Yesterday I finished up my attendance at the SWE Region A Conference in Stockton.  It was a fun event- as always and a great opportunity to catch up with my network as well as learn.  The conference ended with a SWE officers meeting.  Most of the time SWE meetings are pretty tame and there are not too many differing opinions.

This Sunday we did have some differing opinions, and unfortunately with those- an eruption of emotion.

And unfortunately, with this emotion came tears.

Now although I am a woman, I have no tolerance for tears.  (I think my mom roughened me up)  I understand why they come, but I still believe they do not belong in work or workplace settings.

Let’s start with getting to the bottom of why this emotion comes and why, especially with women, it so often results in tears.

I think that most of us care about the work that we do.  We put time, effort, and passion into it.  The more passionate you get about something, the more your emotions become intertwined.  When someone starts to challenge your direction, your opinion, the way you have approached a problem/solution you start putting up your defensive.  Depending on how the question are being asked, that defense can come up hard and strong.  As the questioning continues, your brain races to pull up facts to defend your position.  Unfortunately, if it is something you have poured hours and passion into, the brain reaches for data intertwined with emotions.  You feel your face start to flush and your adrenaline pump.

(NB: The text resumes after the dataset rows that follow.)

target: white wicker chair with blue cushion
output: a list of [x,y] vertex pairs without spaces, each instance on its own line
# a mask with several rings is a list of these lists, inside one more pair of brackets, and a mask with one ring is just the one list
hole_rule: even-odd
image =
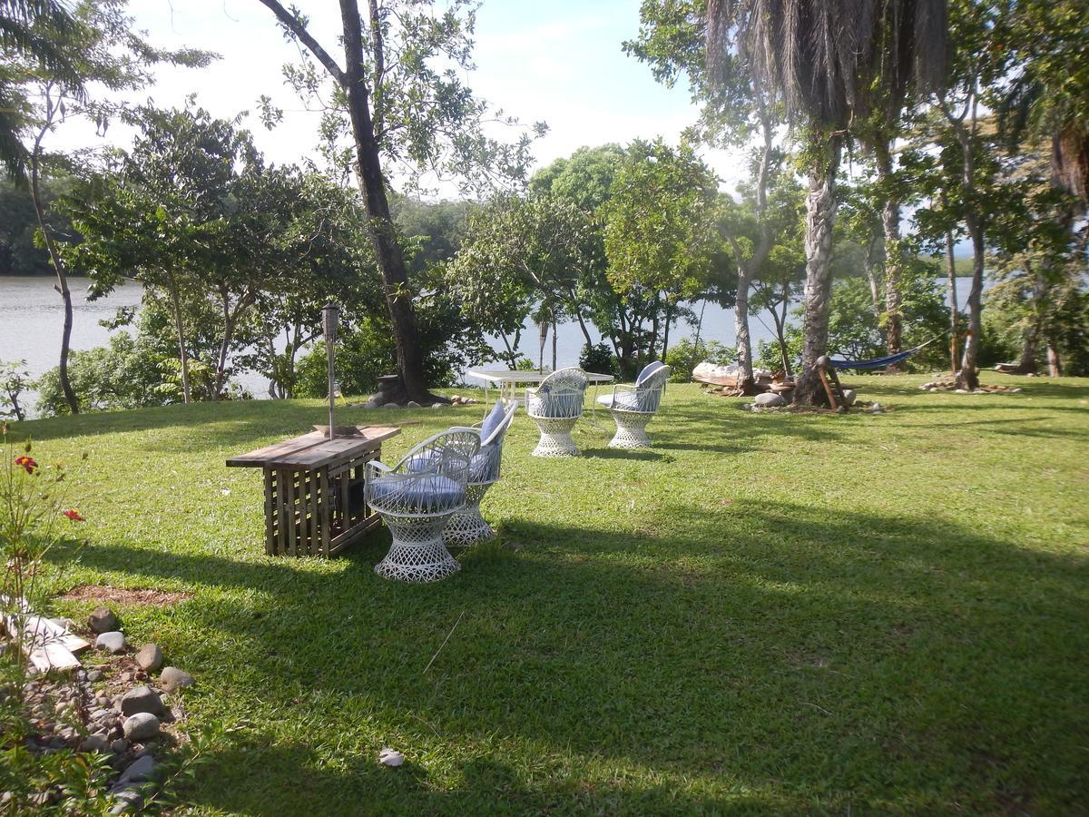
[[583,416],[586,386],[586,373],[570,368],[556,369],[538,388],[526,389],[526,414],[541,432],[534,456],[578,456],[571,431]]
[[479,451],[479,431],[451,428],[419,443],[392,468],[367,463],[367,504],[393,536],[375,573],[435,582],[461,570],[442,544],[442,532],[465,507],[469,465]]
[[491,413],[480,425],[480,452],[469,463],[469,481],[465,489],[465,508],[454,514],[442,533],[448,548],[467,548],[495,535],[480,515],[480,500],[499,481],[503,458],[503,437],[514,422],[518,401],[505,405],[497,400]]
[[639,373],[634,386],[617,383],[612,394],[598,398],[616,423],[616,434],[609,448],[650,448],[647,424],[662,402],[669,379],[670,367],[656,361]]

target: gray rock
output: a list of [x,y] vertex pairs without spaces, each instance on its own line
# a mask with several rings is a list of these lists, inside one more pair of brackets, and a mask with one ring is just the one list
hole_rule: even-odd
[[83,743],[79,744],[79,748],[83,752],[106,752],[109,747],[110,742],[101,732],[87,735],[83,739]]
[[776,405],[786,405],[786,401],[783,400],[782,394],[775,394],[771,391],[766,391],[763,394],[757,394],[752,400],[752,403],[764,408],[771,408]]
[[155,672],[162,667],[162,650],[158,644],[145,644],[136,654],[136,663],[142,670]]
[[405,756],[396,749],[391,749],[389,746],[378,753],[378,763],[382,766],[403,766]]
[[121,772],[121,778],[114,784],[113,789],[124,789],[130,783],[146,783],[155,775],[155,758],[150,755],[144,755],[143,757],[137,757],[135,761],[130,764],[123,772]]
[[98,638],[95,639],[95,646],[98,647],[99,649],[108,649],[113,655],[117,655],[118,653],[124,653],[125,634],[118,632],[115,630],[108,633],[102,633],[101,635],[98,636]]
[[150,712],[136,712],[121,727],[129,741],[149,741],[159,736],[159,719]]
[[193,686],[193,675],[176,667],[164,667],[159,674],[159,685],[167,692],[178,692],[184,686]]
[[122,789],[113,797],[118,802],[113,804],[110,814],[135,814],[144,805],[144,795],[135,789]]
[[93,633],[110,633],[118,629],[118,617],[108,607],[99,607],[87,619]]
[[166,711],[159,694],[150,686],[137,686],[126,692],[121,698],[120,708],[122,715],[136,715],[136,712],[162,715]]

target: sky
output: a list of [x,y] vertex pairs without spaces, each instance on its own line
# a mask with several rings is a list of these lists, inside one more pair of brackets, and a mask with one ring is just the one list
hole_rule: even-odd
[[[310,31],[333,53],[340,29],[335,0],[295,0],[310,19]],[[444,8],[438,0],[438,8]],[[256,111],[262,94],[284,110],[268,132],[256,114],[246,120],[258,147],[276,162],[314,154],[317,114],[304,109],[283,83],[282,68],[298,60],[272,13],[258,0],[131,0],[131,12],[152,44],[215,51],[207,69],[166,69],[156,86],[133,96],[159,107],[181,106],[195,93],[211,113],[233,118]],[[476,71],[466,77],[477,96],[526,124],[544,121],[548,134],[535,143],[537,167],[568,156],[583,145],[663,136],[676,143],[698,110],[687,87],[660,85],[648,66],[627,57],[625,39],[639,26],[639,0],[484,0],[477,12]],[[58,145],[94,144],[86,127],[65,126]],[[131,132],[114,126],[107,141],[124,146]],[[702,150],[708,164],[732,186],[744,164],[741,156]],[[452,188],[449,191],[452,193]]]

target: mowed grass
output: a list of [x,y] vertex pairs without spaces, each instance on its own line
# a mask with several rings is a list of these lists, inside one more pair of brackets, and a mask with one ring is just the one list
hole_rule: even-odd
[[[1089,380],[851,380],[893,411],[751,415],[671,386],[652,452],[608,450],[598,412],[556,461],[519,414],[484,503],[499,544],[431,585],[374,574],[384,529],[332,561],[265,556],[259,473],[223,461],[319,402],[15,432],[40,461],[89,454],[89,545],[57,590],[193,594],[120,612],[196,675],[188,728],[230,728],[196,813],[1084,812]],[[482,414],[342,418],[423,420],[393,462]]]

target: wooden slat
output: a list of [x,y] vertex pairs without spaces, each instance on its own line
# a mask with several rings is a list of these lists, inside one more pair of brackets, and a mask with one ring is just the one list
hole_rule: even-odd
[[227,461],[227,467],[244,468],[261,466],[279,456],[291,454],[296,451],[303,451],[311,446],[317,446],[325,441],[326,436],[323,434],[319,431],[310,431],[309,434],[304,434],[302,437],[293,437],[290,440],[276,442],[271,446],[256,449],[255,451],[250,451],[246,454],[232,456]]
[[[329,470],[321,468],[318,472],[318,481],[320,483],[321,490],[321,524],[318,524],[318,508],[315,503],[314,508],[314,520],[315,520],[315,537],[314,544],[317,546],[318,537],[321,537],[321,553],[328,558],[329,557],[329,526],[333,521],[333,503],[332,497],[329,496]],[[320,527],[320,533],[317,528]]]
[[265,468],[265,552],[276,556],[276,473]]

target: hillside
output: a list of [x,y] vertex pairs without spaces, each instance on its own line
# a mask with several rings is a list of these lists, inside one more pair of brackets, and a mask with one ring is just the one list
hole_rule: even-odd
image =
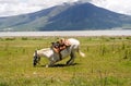
[[84,30],[131,26],[131,16],[91,3],[56,5],[35,13],[0,17],[0,30]]

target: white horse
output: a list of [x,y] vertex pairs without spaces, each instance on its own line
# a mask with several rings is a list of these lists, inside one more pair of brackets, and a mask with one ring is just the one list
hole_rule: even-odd
[[74,39],[74,38],[69,38],[68,39],[71,44],[68,48],[61,51],[61,58],[59,53],[56,53],[52,48],[45,48],[40,50],[36,50],[34,52],[34,60],[33,60],[33,65],[35,66],[37,63],[40,61],[40,57],[46,57],[49,60],[49,64],[46,65],[48,66],[53,66],[53,64],[67,57],[70,56],[70,60],[67,61],[67,64],[70,65],[74,62],[75,59],[75,52],[79,52],[81,57],[85,57],[83,52],[80,51],[80,41]]

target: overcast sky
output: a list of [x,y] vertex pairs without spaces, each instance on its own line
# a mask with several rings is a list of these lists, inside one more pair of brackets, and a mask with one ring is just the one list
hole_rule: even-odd
[[[78,0],[0,0],[0,16],[35,12],[63,2]],[[80,0],[82,1],[82,0]],[[131,0],[83,0],[115,12],[131,15]]]

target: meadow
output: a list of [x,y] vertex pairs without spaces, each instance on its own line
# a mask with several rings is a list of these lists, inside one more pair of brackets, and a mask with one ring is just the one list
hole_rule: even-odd
[[57,38],[1,37],[0,86],[131,86],[131,36],[74,37],[85,58],[76,54],[73,65],[64,65],[67,58],[53,67],[41,58],[34,67],[34,51]]

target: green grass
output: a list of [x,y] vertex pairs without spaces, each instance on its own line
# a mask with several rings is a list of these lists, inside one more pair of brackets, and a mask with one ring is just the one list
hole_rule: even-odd
[[[50,47],[58,37],[0,38],[0,86],[131,86],[131,37],[74,37],[81,41],[75,64],[55,67],[41,58],[33,67],[36,49]],[[63,65],[63,66],[62,66]]]

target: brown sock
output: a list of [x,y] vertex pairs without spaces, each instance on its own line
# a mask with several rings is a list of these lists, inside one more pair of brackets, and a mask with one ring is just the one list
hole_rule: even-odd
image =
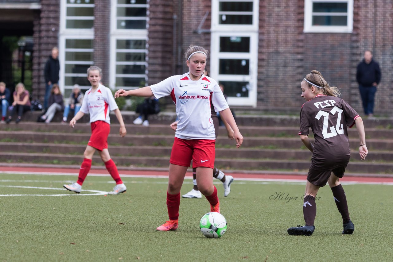
[[349,219],[349,213],[348,211],[348,203],[345,198],[345,192],[341,185],[336,186],[330,188],[333,193],[336,205],[337,207],[338,212],[341,214],[343,218],[343,223],[344,224],[348,222]]
[[303,200],[303,216],[306,225],[314,225],[317,214],[317,205],[315,198],[312,196],[307,196]]

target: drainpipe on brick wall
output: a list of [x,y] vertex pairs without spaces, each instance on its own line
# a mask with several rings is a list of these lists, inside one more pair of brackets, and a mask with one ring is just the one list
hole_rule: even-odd
[[373,26],[373,54],[375,53],[375,38],[376,37],[376,2],[374,1],[374,24]]
[[177,35],[177,31],[176,29],[176,24],[177,23],[177,15],[176,14],[173,15],[173,44],[172,45],[172,54],[174,56],[174,59],[173,59],[173,62],[172,63],[172,75],[176,75],[176,63],[174,62],[176,61],[176,59],[177,58],[176,57],[176,36]]
[[[183,9],[183,0],[178,0],[177,5],[177,22],[178,24],[177,25],[177,41],[176,45],[176,48],[177,50],[174,53],[174,55],[176,57],[176,67],[175,68],[175,75],[181,75],[182,73],[183,64],[182,64],[182,49],[183,46],[183,34],[182,31],[183,30],[183,15],[182,15],[182,11]],[[176,54],[176,55],[175,55]]]

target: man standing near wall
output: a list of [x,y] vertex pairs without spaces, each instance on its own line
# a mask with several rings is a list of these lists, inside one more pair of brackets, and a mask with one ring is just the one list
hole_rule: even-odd
[[59,73],[60,71],[60,64],[57,57],[59,49],[55,47],[52,49],[52,55],[49,57],[45,63],[44,73],[45,77],[45,97],[44,101],[44,108],[48,108],[48,100],[50,95],[50,90],[53,84],[59,84]]
[[371,51],[364,52],[364,59],[358,65],[356,80],[359,83],[359,91],[366,115],[372,117],[376,87],[381,81],[379,65],[373,60]]

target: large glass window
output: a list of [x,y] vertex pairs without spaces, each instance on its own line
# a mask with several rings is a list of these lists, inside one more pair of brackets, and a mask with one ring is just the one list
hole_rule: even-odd
[[222,1],[219,8],[220,24],[252,24],[252,1]]
[[65,42],[64,76],[66,95],[75,84],[83,89],[90,88],[87,70],[93,64],[94,50],[92,39],[67,39]]
[[353,0],[305,0],[305,32],[351,33]]
[[134,89],[146,82],[146,40],[118,39],[116,41],[117,88]]
[[94,0],[67,0],[66,28],[90,29],[93,28]]
[[147,0],[117,0],[117,29],[146,29]]
[[212,1],[210,73],[230,105],[257,104],[258,0]]
[[149,0],[112,0],[111,87],[130,90],[147,81]]

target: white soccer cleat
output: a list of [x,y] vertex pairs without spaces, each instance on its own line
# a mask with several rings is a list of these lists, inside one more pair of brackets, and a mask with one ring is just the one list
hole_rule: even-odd
[[71,185],[63,185],[63,187],[67,190],[78,194],[81,192],[82,190],[82,186],[76,182]]
[[141,125],[143,122],[142,117],[138,117],[132,122],[135,125]]
[[116,185],[115,186],[115,187],[113,188],[113,191],[111,191],[110,192],[108,192],[108,195],[117,195],[120,193],[124,193],[127,190],[127,188],[126,187],[124,183],[119,184],[118,185]]
[[225,181],[222,183],[224,185],[224,196],[228,196],[231,192],[231,184],[233,181],[233,177],[232,176],[226,176]]
[[199,190],[195,190],[193,188],[190,192],[182,196],[184,198],[202,198],[202,194]]

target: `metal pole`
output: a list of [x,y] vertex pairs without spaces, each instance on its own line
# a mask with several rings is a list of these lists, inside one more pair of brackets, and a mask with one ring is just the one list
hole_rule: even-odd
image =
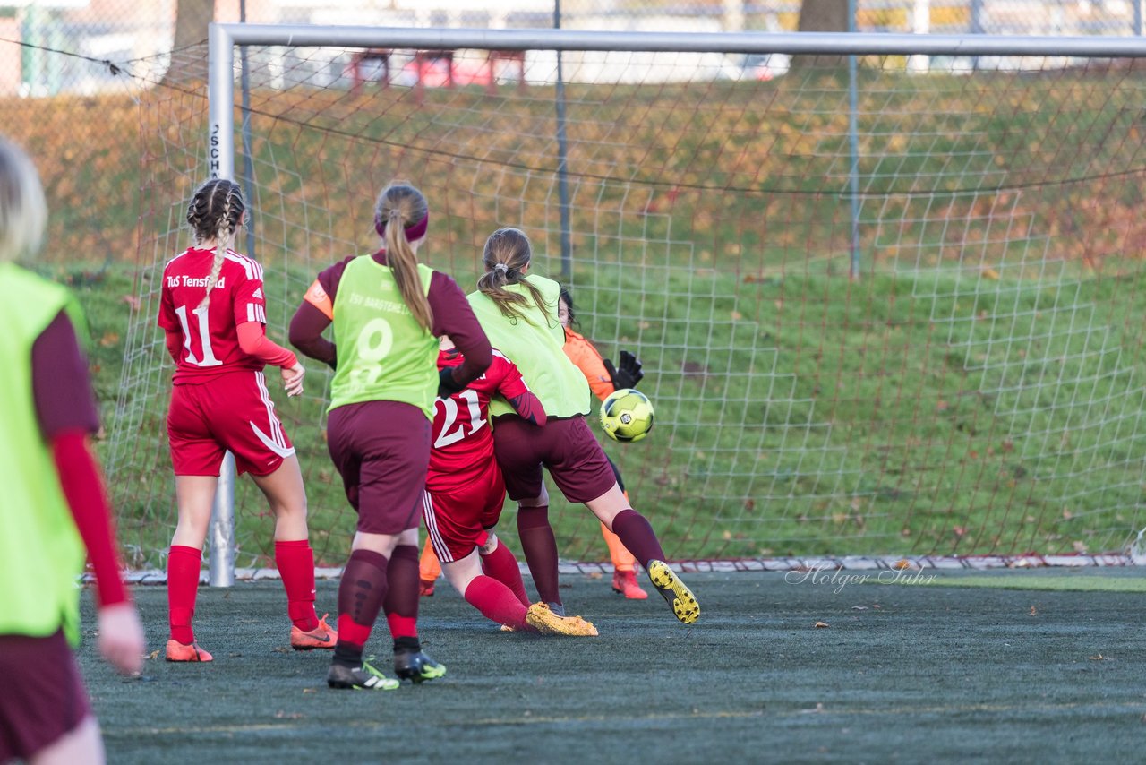
[[[554,0],[554,29],[562,28],[562,0]],[[568,145],[565,136],[565,76],[562,71],[562,52],[557,52],[557,198],[562,217],[562,280],[573,275],[573,242],[570,235],[570,179]]]
[[211,508],[212,587],[235,584],[235,455],[227,452],[219,470],[219,486]]
[[[971,33],[983,33],[983,0],[971,0]],[[975,56],[972,68],[979,71],[979,56]]]
[[[856,0],[848,0],[848,32],[856,31]],[[851,279],[859,278],[859,125],[856,112],[859,109],[858,86],[856,85],[856,56],[848,56],[848,150],[851,155],[848,169],[848,182],[851,188],[851,263],[848,273]]]
[[[207,170],[235,177],[235,42],[227,28],[207,28]],[[235,456],[227,452],[211,510],[212,587],[235,584]]]
[[[246,0],[238,1],[238,21],[246,23]],[[240,81],[243,87],[243,196],[246,197],[246,253],[254,253],[254,226],[251,224],[250,211],[254,209],[254,161],[251,158],[251,75],[246,68],[246,46],[238,48]]]
[[296,48],[390,47],[476,50],[644,50],[664,53],[787,53],[831,56],[1143,57],[1146,38],[1018,34],[851,34],[848,32],[594,32],[567,29],[415,29],[217,24],[233,45]]

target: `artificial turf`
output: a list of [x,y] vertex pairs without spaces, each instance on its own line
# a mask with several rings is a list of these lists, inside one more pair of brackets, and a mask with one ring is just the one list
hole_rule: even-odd
[[[328,689],[329,654],[289,648],[276,581],[202,588],[196,632],[212,664],[163,661],[166,592],[155,586],[135,588],[160,650],[142,678],[96,659],[87,606],[79,655],[113,763],[1136,758],[1136,593],[841,587],[777,572],[688,580],[702,608],[691,627],[656,595],[625,601],[607,578],[566,576],[570,612],[592,619],[596,639],[500,632],[439,581],[421,631],[449,672],[395,692]],[[335,593],[320,581],[320,609]],[[369,649],[388,655],[384,624]]]

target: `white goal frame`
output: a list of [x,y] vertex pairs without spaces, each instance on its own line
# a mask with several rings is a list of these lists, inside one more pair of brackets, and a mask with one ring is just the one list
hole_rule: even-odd
[[[209,174],[235,177],[235,47],[351,47],[477,50],[599,50],[627,53],[724,53],[849,56],[1078,56],[1146,57],[1143,37],[1015,37],[942,34],[858,34],[821,32],[658,33],[580,30],[401,29],[211,24],[209,33]],[[559,65],[559,64],[558,64]],[[855,158],[853,157],[853,163]],[[235,581],[234,459],[220,475],[211,521],[210,583]]]

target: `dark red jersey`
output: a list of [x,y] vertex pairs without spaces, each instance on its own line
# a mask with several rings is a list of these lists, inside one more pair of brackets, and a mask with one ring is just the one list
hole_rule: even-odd
[[[456,367],[462,354],[440,351],[438,368]],[[517,366],[493,351],[493,362],[486,373],[449,398],[434,403],[433,448],[426,489],[453,492],[485,475],[494,461],[494,437],[489,429],[489,399],[503,396],[515,399],[529,388]]]
[[262,266],[245,255],[227,250],[211,303],[206,295],[214,250],[191,248],[172,258],[163,270],[159,326],[183,339],[174,381],[209,380],[237,369],[262,369],[264,362],[244,353],[236,327],[267,322],[262,295]]

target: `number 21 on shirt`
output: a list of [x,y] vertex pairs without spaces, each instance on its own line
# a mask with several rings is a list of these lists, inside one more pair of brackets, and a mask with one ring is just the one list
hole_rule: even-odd
[[[445,407],[445,419],[441,423],[441,432],[434,439],[434,448],[456,444],[486,424],[485,417],[481,416],[481,407],[478,405],[478,391],[466,388],[457,395],[457,398],[465,399],[468,405],[468,412],[463,413],[461,419],[458,417],[457,401],[454,400],[453,396],[438,399],[438,404]],[[469,426],[469,431],[466,431],[466,426]]]

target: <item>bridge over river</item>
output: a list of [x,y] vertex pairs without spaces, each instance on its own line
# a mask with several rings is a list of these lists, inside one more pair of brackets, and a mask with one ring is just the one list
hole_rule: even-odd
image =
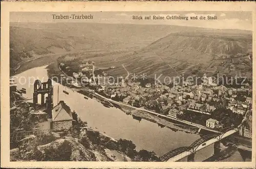
[[228,127],[221,130],[221,134],[204,135],[188,147],[181,147],[170,151],[160,157],[160,159],[162,161],[194,161],[195,155],[197,152],[212,144],[214,144],[214,154],[219,153],[220,151],[220,141],[238,131],[246,119],[246,115],[237,127]]

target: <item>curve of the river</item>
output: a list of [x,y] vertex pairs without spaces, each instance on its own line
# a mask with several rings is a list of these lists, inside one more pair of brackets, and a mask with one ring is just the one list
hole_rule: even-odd
[[[27,89],[26,96],[32,98],[33,82],[38,79],[42,82],[48,80],[47,66],[32,68],[14,76],[18,82],[18,89]],[[157,124],[142,119],[139,122],[115,107],[106,108],[96,100],[89,98],[59,83],[53,82],[54,106],[57,103],[57,86],[59,86],[59,101],[63,100],[74,110],[82,121],[87,121],[89,126],[96,128],[101,132],[116,139],[123,138],[133,141],[136,149],[154,151],[158,156],[161,156],[172,149],[189,146],[200,137],[196,134],[183,131],[174,131],[167,128],[161,128]],[[66,91],[69,93],[63,93]],[[205,150],[197,154],[202,158],[211,153]],[[242,158],[236,158],[236,161],[243,161]],[[203,159],[202,159],[203,160]]]

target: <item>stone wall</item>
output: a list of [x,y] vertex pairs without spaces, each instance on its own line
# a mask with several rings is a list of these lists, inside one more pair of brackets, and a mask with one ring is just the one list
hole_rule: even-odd
[[72,126],[72,120],[53,122],[53,131],[69,130]]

At that very moment, it is critical to remind yourself to separate those emotions from the rest of the situation.  You have to control that inner voice and tell yourself- “it’s just work, it’s not me being questioned, remain objective, breathe”.

This is the exact moment that most women struggle.  I think that on average, men put in as much effort, time, and passion into their work as women.  I also believe that they can be equally hurt and defensive when someone comes down hard on their ideas and output.  So why do women end up crying much more than men?  I think there are two reasons.

First, men are trained from a very early age to control their crying.  Because of the social norms that “real men don’t cry”, most guys learn in elementary school not to cry in front of anyone.  They hold it inside, if not always, at least long enough to make it to a secluded location.  I think if women had the same social norms, we wouldn’t be seen crying nearly as much at work.

Second, men and women’s brains are wired slightly differently.   I think that women’s thoughts and memories are connected to emotions in a way that looks like a big ball of twine.  As we dig through our memories for that “back-up data”, it drudges up any emotions that were present when the data went in the first time.  Think about arguments you have with your significant other.  You may be complaining about him leaving his dishes out, which them makes you think about the time he left out all the pots from cooking and you had spend the whole day cleaning the house and were exhausted and upset at yet another mess, then you think about another time you were out running errands and asked him to do one things for you- run the dishwasher, and he didn’t and you complained that he expected you to do too much.  So now, as you tell your significant other to pick up his dishes, you start feeling exhausted and get riled up about how he is not pulling his fair share of chore duties.  Suddenly, you’re accused of making a big deal out of nothing.  Our brains work this way, men’s don’t.

There is no reason to cry at work.  Not only does it never help you, it makes all the men you work with uncomfortable.  They hate it when women cry because they have no idea what to do to make it better.  It also ruins your credibility- suddenly, you’re known as “emotional”.  A brand you don’t want.

The best way to keep yourself from crying, is to develop a self-awareness.  Train yourself to recognize when the emotions are creeping in.  Train your inner voice to tell you to breath, remain objective, separate out the emotions.  You’ll get much farther defending your ideas.

2 responses to this post.

  1. Posted by kiki on September 20, 2010 at 11:30 am

    I’ve also heard that if you look up, your tear ducts close and you are physically incapable of crying.


  2. I am definitely a crier and it is one of the things I have been trying to work on. A lot of it stems from taking any and all problems that happen at work personally. Unfortunately I’m already known as “emotional” at my current job, but I have been working on training myself to recognize when tears might come. Hopefully, I can utilize this new skill when I take on jobs in the future so that I won’t be pegged as emotional again!